Affiliate notice

Affiliate links may be included in posts, as on sidebar ads, for which compensation may be received.

Tuesday, November 14, 2017

Norman Corwin - Boston, Greenfield, and Springfield, Massachusetts

Norman Corwin, was of the finest writers and producers of the Golden Age of Radio, as well as being a screenwriter and teacher, had New England roots, and some of his earliest writing was for western Massachusetts newspapers.

During the 1930s and 1940s, he used the medium of radio drama and comedy to address social issues in profound ways.  His writing was vivid, lean, and imaginative.  Here on my Another Old Movie Blog, we covered his emotional We Hold These Truths, broadcast the week after Pearl Harbor in December 1941 with a cast of stars dramatizing the nuances of the Bill of Rights. It was the most famous radio event of its day, and he won a Peabody Award.

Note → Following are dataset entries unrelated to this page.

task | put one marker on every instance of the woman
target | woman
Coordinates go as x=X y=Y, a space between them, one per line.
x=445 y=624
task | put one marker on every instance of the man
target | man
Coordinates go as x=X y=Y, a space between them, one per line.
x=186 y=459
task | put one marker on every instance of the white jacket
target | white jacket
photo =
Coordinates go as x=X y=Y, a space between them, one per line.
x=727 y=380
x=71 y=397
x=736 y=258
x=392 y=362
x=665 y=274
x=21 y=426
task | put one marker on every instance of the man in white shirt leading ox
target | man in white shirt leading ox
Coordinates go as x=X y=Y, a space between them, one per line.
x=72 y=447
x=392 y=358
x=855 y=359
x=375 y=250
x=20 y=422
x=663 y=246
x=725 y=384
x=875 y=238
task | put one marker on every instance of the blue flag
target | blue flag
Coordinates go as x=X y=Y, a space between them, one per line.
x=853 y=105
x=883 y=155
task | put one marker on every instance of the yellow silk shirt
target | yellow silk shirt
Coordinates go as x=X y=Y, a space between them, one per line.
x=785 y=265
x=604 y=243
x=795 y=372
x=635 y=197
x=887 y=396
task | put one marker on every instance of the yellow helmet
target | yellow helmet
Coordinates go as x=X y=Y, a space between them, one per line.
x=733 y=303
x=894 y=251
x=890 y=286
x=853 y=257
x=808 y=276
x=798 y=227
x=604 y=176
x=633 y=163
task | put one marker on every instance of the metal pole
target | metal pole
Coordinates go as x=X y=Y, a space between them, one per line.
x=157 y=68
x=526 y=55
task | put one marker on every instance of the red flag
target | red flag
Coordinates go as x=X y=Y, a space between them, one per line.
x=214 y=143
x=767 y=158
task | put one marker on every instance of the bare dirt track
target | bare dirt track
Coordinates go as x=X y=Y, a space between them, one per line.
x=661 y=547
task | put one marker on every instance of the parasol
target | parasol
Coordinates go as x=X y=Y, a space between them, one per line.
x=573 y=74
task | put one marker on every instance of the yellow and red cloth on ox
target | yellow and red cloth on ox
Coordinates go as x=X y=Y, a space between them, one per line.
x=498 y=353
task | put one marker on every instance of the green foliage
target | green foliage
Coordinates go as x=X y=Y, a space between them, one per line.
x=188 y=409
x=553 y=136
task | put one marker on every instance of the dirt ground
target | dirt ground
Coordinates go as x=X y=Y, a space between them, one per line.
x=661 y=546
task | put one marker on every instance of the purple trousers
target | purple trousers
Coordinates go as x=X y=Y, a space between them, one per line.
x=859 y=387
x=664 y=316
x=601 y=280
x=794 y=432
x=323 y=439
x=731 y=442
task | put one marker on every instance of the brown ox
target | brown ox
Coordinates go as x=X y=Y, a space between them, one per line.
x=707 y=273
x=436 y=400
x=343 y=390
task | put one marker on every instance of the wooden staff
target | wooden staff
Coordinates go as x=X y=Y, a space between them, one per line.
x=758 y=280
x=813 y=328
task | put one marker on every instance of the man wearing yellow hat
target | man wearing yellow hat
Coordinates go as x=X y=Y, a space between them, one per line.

Corwin was born in 1910 in Boston, the son of a printer.  The family moved to Winthrop and he graduated from Winthrop High School.  At only seventeen, he was hired as a cub reporter in Greenfield, Massachusetts, for the Greenfield Recorder, reporting on the courts and writing movie reviews, and made western Mass. his home for several years.

He next worked down river for the Springfield Republican, where he was the editor for radio news, his column  called "Radiosyncracies," written under a pseudonym.  It was during his stint in Springfield, Mass. that Corwin became involved in radio broadcasting.  In the early thirties he worked for WBZ and WBZA in Springfield and in Boston as a commentator and reader of poetry.  He left New England in 1935 for work first in Cincinnati, and then New York City where he remained with CBS until 1949.

On a Note of Triumph, a celebration of victory in Europe, was broadcast May 8, 1945 with actors and commentators broadcasting from both New York City and Los Angeles. Corwin wrote Fourteen August, which was similarly broadcast on V-J Day.  He earned a Distinguished Achievement Award from Radio Life magazine.

He eventually left radio, disgusted by the blacklist and being a victim of that notorious era, though he was not a communist; his work, particularly where it relates to freedom of speech, brought his liberalism into question.  He also wrote the two episodes of Hollywood Strikes Back, the actors’, producers’, and writers’ response to the persecution of the Hollywood Ten.  Have a look at my Another Old Movie Blog on Thursday for a post on that program.

Corwin moved on to television, the theatre, film, and teaching writing, and is the subject of a documentary on his life and work: A Note of Triumph: The Golden Age of Norman Corwin (2005).  He was inducted into the Radio Hall of Fame in 1993.  Norman Corwin died in 2011 at the age of 101.